Monday, March 31, 2025

Oromay (1983) by Baalu Girma

 Book Review
Oromay (1983)
by Baalu Girma

   Oromay is an Amharic language novel written by a member of the Ethiopian Communist elite circa 1980.  It proved, let us say, controversial in his native Ethiopia, where the Communist Derg were not known for their sense of humor, and where Girma was allegedly murdered by said Communist government of which he was a member.  Easy come, easy go! Oromay is about the lengthy, unsuccessful and ultimately pointless war between Ethiopia and Eritrea. Historically, Eritrea was a province of the Ethiopian empire, and independence was tied to the Italian colonization of the area (the title of the novel is an Ethiopianisation of an Italian expression), but it was basically a decades long civil war that Ethiopia eventually lost.
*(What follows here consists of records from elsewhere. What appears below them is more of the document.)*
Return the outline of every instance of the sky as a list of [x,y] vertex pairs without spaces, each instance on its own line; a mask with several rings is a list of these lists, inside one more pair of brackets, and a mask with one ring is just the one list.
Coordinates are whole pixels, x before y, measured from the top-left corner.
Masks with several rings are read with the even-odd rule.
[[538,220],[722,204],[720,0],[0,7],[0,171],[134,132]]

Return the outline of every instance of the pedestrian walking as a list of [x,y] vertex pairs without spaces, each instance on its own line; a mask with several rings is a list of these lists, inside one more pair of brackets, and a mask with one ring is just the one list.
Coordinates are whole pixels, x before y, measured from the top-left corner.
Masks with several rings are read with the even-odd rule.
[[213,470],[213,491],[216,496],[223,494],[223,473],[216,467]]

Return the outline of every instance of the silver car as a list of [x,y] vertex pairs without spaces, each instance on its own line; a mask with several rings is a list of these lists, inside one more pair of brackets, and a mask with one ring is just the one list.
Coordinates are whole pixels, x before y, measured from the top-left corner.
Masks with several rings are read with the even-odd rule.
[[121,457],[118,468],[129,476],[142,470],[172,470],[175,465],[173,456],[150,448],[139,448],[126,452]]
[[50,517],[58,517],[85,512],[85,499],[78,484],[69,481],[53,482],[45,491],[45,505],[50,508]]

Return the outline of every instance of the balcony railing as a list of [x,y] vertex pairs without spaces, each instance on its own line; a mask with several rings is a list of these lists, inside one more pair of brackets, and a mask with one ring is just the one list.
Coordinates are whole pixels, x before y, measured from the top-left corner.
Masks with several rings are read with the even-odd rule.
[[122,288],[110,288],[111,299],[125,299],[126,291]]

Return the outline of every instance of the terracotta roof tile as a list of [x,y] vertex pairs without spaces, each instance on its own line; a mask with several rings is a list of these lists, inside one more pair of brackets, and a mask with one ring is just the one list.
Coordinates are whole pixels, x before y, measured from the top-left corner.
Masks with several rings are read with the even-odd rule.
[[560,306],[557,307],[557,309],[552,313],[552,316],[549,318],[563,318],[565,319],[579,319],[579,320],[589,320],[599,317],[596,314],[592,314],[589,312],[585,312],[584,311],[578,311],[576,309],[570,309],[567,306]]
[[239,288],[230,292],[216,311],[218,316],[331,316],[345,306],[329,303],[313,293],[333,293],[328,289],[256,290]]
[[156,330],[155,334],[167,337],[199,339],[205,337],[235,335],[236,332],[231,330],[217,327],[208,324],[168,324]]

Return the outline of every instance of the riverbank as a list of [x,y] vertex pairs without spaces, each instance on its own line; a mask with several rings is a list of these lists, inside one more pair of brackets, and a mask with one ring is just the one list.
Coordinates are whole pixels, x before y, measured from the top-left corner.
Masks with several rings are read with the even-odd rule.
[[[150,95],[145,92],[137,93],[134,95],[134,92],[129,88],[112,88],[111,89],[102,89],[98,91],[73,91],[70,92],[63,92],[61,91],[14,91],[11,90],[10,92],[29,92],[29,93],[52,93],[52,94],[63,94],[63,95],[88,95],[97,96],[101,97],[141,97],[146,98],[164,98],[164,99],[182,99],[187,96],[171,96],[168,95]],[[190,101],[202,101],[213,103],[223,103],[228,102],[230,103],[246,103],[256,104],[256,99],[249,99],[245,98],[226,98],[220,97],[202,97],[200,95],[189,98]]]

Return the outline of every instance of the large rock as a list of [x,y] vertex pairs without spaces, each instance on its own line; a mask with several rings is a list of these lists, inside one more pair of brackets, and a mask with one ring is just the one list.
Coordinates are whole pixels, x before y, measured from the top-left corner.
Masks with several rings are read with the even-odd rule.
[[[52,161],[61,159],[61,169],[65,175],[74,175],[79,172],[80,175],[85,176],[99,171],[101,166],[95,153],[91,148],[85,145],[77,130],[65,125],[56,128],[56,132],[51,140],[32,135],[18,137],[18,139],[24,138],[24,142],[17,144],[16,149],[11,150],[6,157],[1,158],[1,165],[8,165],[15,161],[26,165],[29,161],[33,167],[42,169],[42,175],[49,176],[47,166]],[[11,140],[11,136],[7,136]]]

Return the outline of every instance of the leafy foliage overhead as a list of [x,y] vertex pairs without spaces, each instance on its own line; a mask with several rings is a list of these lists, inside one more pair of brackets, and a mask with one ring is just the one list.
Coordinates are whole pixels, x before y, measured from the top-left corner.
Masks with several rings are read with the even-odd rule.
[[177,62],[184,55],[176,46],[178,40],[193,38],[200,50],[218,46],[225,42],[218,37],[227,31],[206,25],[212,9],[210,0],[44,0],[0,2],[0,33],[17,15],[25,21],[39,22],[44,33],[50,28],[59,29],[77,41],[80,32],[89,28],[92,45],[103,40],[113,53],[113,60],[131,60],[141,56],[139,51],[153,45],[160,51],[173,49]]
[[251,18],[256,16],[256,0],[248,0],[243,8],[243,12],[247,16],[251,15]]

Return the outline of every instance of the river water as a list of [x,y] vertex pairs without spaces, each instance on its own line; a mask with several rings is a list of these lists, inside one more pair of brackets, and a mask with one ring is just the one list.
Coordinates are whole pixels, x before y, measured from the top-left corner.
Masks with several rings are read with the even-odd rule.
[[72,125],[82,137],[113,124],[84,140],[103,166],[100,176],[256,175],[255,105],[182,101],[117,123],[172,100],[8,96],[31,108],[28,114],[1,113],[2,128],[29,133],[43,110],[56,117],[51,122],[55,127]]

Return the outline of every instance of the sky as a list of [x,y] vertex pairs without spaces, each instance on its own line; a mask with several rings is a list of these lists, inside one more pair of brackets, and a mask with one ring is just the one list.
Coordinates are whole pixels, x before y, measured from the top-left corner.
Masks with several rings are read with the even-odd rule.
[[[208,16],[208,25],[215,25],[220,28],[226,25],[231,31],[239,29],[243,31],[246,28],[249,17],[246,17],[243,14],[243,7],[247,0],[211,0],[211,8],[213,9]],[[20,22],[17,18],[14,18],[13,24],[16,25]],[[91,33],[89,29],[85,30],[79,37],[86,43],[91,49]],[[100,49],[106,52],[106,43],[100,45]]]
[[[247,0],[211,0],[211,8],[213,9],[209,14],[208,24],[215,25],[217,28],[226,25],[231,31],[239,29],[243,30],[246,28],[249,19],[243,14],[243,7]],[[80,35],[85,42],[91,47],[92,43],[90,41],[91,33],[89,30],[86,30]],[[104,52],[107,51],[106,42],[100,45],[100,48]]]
   In this particular book, Girma covers one unsuccessful campaign among what had to be dozens, and adds an interesting entry to the shelf of books set in 20th century Communist dictatorships.  Honestly, the Ethiopian Communists don't sound half bad, so far as books like this one go. 

Thursday, March 27, 2025

The Argonauts (2015) by Maggie Nelson

100 Best Books of the 21st Century- New York Times
The Argonauts (2015)
by Maggie Nelson
#45

  The Non-fiction portion of the New York Times 1001 Best Books of the 21st Century list should be subtitled, "How the Left Lost the Culture War," because all of these titles celebrate and draw attention to diversity, and different types of diversity, and it is exactly what the right is targeting when the eliminate "DEI" initiatives.   I've written on this blog about the importance I place on diversity and different viewpoints, and while I personally adhere to that view, it's also hard not to see things from the other side, particularly since the other side is in power and is doing whatever they want in that department.

   And of course, Maggie Nelson, is no doubt appalled beyond belief by Trump and Trumpism, although there are elements of her reference points which might suggest a post-modern-like joy at the bare face of evil power as it relates to issues like transgenderism and queerness generally.  At the same time, Nelson: a queer, sex positive lesbian in a relationship with a f2m/genderfluid artist (Harry Dodge), writing a book about motherhood and sexuality, is like, exhibit "A" in what the right has SUCCESFULLY critiqued about the left. 

  I imagine a member of the MAGA movement would read three pages of The Argonauts and as dismiss it as deviant trash, and it is the book that the New York Times represents as the 45th best book of this century.  Good for Nelson, Good for the Times, bad for the left and bad for the electoral potential of the Democrats in the middle of the 21st century.